Three storey, brown brick, Georgian farmhouse of three bays with C19 remodelling including single storey extension to the right. Grey slate roof. Central bay to front elevation is slightly recessed between two projecting outer bays. Stone copings to gable ends with ball finials and kneelers. Separate storeys articulated by a projecting brick band of three courses between the ground and first floors, and the first and second floors. To the front elevation each bay has two metal, small-pane, casement windows to each of the ground and first floors, with one to the attic storey; all windows are of distinctive estate style with pointed "Gothick" heads and large projecting Ruabon cills and heads. Windows to either side of the front door are late Victorian leaded windows of two-lights. Together with the six-panel door they are brought together under a large Ruabon terracotta moulded lintel with a date inscription of 1887. To the gable of the central bay is a date-stone of 1740 together with the name Paynter. To the right is the single storey former dairy of late C19 with four segmental headed windows one of which has been enlarged to form a door. The remaining three windows retain their original diamond lattice paned casement windows. The rear elevation retains the symmetry of the front but with a narrower, and unlit, central section. The bays to the left and right have one multi-paned window to each storey, with Ruabon terracotta cills and heads and late C19 diamond lattice glazing bars.
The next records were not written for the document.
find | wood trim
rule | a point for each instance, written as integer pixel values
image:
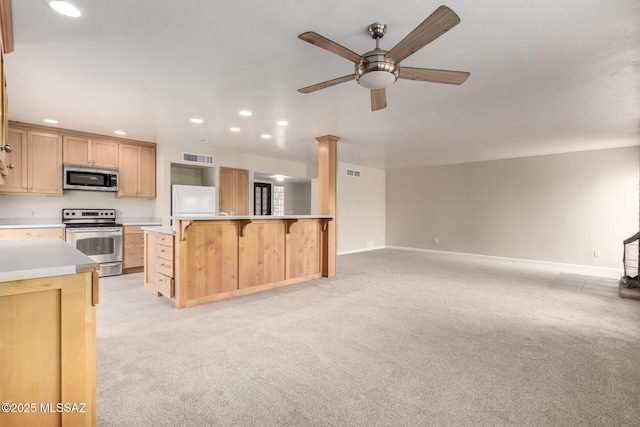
(327, 203)
(6, 21)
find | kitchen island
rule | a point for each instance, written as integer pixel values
(48, 292)
(217, 257)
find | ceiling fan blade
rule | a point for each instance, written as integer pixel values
(438, 23)
(435, 76)
(327, 84)
(333, 47)
(378, 99)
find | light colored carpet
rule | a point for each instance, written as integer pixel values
(396, 339)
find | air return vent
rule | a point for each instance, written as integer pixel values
(197, 159)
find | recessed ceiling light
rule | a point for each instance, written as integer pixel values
(65, 8)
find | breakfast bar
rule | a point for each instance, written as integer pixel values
(210, 258)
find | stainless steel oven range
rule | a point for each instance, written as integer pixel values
(94, 232)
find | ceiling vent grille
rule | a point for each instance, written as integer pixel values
(199, 159)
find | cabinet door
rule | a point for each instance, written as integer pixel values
(147, 173)
(234, 191)
(44, 163)
(128, 185)
(105, 153)
(242, 192)
(16, 180)
(76, 150)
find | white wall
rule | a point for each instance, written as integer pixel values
(557, 208)
(361, 208)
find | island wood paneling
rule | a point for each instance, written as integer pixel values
(303, 249)
(208, 258)
(219, 259)
(262, 254)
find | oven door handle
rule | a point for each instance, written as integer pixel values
(110, 264)
(117, 230)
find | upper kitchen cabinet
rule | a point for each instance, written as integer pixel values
(137, 166)
(84, 151)
(234, 191)
(6, 46)
(34, 164)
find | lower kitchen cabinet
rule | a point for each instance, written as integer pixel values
(48, 357)
(159, 268)
(133, 251)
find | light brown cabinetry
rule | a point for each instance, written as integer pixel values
(137, 165)
(133, 251)
(159, 268)
(48, 341)
(32, 233)
(234, 191)
(84, 151)
(35, 163)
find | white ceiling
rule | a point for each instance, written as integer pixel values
(547, 76)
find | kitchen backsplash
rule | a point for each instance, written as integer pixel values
(39, 207)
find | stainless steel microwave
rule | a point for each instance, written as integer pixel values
(89, 178)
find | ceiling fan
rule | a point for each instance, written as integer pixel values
(380, 68)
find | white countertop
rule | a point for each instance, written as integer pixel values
(245, 217)
(162, 230)
(31, 225)
(35, 258)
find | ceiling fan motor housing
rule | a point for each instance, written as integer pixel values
(376, 70)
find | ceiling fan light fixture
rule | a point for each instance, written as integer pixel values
(376, 70)
(377, 79)
(64, 8)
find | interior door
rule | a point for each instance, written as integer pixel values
(262, 198)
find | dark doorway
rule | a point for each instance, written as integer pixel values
(262, 198)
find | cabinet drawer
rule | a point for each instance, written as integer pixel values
(164, 285)
(133, 260)
(32, 233)
(164, 252)
(134, 243)
(164, 239)
(164, 266)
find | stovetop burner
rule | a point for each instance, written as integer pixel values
(89, 217)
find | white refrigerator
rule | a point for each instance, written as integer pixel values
(193, 200)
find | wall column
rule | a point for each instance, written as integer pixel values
(327, 189)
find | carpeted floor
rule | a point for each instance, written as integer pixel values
(398, 338)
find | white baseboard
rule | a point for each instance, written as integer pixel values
(609, 272)
(354, 251)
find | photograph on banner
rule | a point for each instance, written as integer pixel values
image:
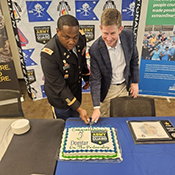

The planform to the main body of the house remains substantially intact whilst the former dairy has been completely refurbished. From the entrance hall rises the original wooden staircase, the full height of the house. To the dining room is an encased bevelled and stopped floor joist whilst that to the hall is exposed. To the attic rooms are some heavy two panel doors and Victorian cast-iron fire-surrounds.
Listed as a substantially intact estate farmhouse with C18 origins and C19 remodelling, retaining distinctive fenestration and good staircase.